第9章 任務
ナルト君の家の質素な食卓の椅子に向かい合って座り、私は簡単に事の経緯を説明する事にした。
一昨日からのカカシさんの記憶がおかしい…ということを。
「なる程な…
それで自分が付けたキスマークを、まるで他人が付けたかの様に言っていた、という事か…
はぁ…話だけ聞くと、
あいつもかなりのウスラトンカチ…というワケだな」
『…う、うん
お恥ずかしい限り、です』
本来、夫婦の秘事であるべきそこのくだりは…もう赤面せずには説明出来ない。
単なる馬鹿げた夫婦のいざこざに、
巻き込んだだけのように思えてしまう。
…いや、実際 そうなのだが…
勘違いにより、"任務"として巻き込まれたサスケ君にとっては迷惑以外の何者でもないだろう。
そもそもカカシさんの事情を知っている身としては、この件を事件とは受け止めていない。
こんな馬鹿げた"任務"
いっそのこと放り出してくれても構わないというのに…
『いいの…?サスケ君
こんなバカバカしい任務…
私…──何か申し訳ないんだけど…』
「気にするな
カカシの気が済むまでは、付き合ってやるつもりだ。
あいつが、昨夜の事を忘れているとは言え…あいつ自身にとって重大だと思われる案件を、一時帰還中の"問題児"に任せた。
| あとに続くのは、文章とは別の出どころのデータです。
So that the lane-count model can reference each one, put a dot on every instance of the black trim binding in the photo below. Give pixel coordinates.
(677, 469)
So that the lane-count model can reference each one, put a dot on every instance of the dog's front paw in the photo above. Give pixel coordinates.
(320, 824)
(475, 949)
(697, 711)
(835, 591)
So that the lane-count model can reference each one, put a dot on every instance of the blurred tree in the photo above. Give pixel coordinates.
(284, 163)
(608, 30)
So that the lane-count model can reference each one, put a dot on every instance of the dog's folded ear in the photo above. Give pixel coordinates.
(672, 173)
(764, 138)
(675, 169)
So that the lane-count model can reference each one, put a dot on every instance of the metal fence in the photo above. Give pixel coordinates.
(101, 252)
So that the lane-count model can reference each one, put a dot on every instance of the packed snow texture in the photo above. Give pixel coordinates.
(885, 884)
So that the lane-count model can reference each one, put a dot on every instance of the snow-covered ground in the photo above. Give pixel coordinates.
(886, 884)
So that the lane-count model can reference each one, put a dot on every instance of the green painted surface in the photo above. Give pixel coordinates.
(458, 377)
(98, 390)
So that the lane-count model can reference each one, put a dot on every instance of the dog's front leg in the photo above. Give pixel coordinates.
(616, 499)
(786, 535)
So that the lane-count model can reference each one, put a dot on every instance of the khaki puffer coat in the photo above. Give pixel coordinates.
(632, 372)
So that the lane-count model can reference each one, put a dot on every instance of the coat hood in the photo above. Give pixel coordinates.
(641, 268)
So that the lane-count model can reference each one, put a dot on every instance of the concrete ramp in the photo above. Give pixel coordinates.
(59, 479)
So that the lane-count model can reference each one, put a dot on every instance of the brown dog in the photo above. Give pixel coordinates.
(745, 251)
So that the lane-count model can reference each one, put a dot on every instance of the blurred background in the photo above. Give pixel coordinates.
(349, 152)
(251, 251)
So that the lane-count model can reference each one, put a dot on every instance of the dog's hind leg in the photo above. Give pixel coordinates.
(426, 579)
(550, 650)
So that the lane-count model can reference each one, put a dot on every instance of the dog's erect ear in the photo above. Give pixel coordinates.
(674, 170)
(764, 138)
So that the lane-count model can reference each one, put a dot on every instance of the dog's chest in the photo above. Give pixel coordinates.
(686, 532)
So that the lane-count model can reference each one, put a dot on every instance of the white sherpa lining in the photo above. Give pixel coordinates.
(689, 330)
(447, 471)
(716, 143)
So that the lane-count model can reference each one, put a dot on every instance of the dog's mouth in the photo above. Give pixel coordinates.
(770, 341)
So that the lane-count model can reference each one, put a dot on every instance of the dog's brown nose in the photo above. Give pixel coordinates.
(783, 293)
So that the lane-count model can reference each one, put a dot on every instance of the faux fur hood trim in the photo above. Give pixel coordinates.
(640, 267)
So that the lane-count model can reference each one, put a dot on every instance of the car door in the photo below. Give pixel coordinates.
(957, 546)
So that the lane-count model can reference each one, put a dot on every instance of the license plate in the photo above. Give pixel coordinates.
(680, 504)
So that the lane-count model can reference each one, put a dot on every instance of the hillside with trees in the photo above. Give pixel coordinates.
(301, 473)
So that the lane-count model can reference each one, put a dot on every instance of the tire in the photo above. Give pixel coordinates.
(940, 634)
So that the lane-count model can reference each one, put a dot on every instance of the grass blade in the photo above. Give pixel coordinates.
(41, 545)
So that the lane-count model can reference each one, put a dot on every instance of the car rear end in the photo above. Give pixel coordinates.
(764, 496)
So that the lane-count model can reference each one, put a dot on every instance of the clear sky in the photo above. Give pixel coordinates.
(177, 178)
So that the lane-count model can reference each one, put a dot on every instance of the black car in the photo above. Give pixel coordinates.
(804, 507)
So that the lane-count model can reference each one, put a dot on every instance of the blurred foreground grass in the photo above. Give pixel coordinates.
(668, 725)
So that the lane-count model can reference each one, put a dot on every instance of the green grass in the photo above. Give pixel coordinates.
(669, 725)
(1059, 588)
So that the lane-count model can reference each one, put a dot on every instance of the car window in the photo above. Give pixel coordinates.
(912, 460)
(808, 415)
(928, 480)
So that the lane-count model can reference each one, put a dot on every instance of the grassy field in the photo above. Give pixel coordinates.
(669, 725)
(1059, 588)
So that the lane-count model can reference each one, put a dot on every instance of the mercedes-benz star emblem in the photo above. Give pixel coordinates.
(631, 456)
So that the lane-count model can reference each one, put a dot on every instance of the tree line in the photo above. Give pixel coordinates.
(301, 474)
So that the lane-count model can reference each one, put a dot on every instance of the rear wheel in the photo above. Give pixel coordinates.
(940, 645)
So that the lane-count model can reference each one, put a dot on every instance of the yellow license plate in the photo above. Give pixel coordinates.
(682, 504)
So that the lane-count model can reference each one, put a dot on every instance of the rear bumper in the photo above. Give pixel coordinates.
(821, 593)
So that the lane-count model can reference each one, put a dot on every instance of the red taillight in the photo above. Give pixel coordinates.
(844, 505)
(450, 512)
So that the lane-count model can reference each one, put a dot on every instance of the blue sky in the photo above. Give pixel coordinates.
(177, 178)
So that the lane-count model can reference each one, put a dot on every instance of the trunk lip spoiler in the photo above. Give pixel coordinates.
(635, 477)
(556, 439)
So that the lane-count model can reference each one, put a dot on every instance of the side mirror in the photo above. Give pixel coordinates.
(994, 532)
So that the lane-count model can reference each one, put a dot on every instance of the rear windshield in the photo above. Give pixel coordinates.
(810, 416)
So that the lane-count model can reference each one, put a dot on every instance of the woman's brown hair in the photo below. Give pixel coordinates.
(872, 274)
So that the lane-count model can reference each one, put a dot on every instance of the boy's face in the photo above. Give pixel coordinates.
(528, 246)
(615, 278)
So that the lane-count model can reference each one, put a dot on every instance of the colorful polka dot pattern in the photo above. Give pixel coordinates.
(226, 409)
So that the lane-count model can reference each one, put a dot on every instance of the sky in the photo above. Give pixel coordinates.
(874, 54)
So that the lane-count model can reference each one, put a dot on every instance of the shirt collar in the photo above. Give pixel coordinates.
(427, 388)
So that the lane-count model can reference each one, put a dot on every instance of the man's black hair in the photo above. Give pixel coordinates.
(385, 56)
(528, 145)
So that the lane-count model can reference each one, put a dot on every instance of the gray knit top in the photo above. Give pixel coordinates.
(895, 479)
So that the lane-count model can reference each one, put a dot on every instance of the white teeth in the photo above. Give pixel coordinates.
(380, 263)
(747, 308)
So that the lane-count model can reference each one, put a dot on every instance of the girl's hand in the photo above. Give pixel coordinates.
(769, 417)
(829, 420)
…それだけで俺が請け負う理由としては、充分だ。特にここでする事もないしな」
『…サスケ君…』
カカシさんの気が済むまで…か。
少なくとも記憶が戻らなきゃ、彼の気は…済まないだろうな…
「カカシの意図する任務は、
"お前に狼藉を犯した者を探し出す"
…という、お前にとっては馬鹿げたものだろうが 本来の問題は、そこではない。
今回の件で最も危惧すべき点は…"何故、カカシの記憶が失われているのか"だ。
俺達はそれを解き明かし、カカシに提示する。
その事が問題の解決となるだろう」
『そっか…うん、そうだよね
ありがとう、サスケ君
その…宜しくお願いします』
私は冷静に事の経緯を分析してくれる彼に、
心から感謝と、お詫びの気持ちを込めて頭を下げた。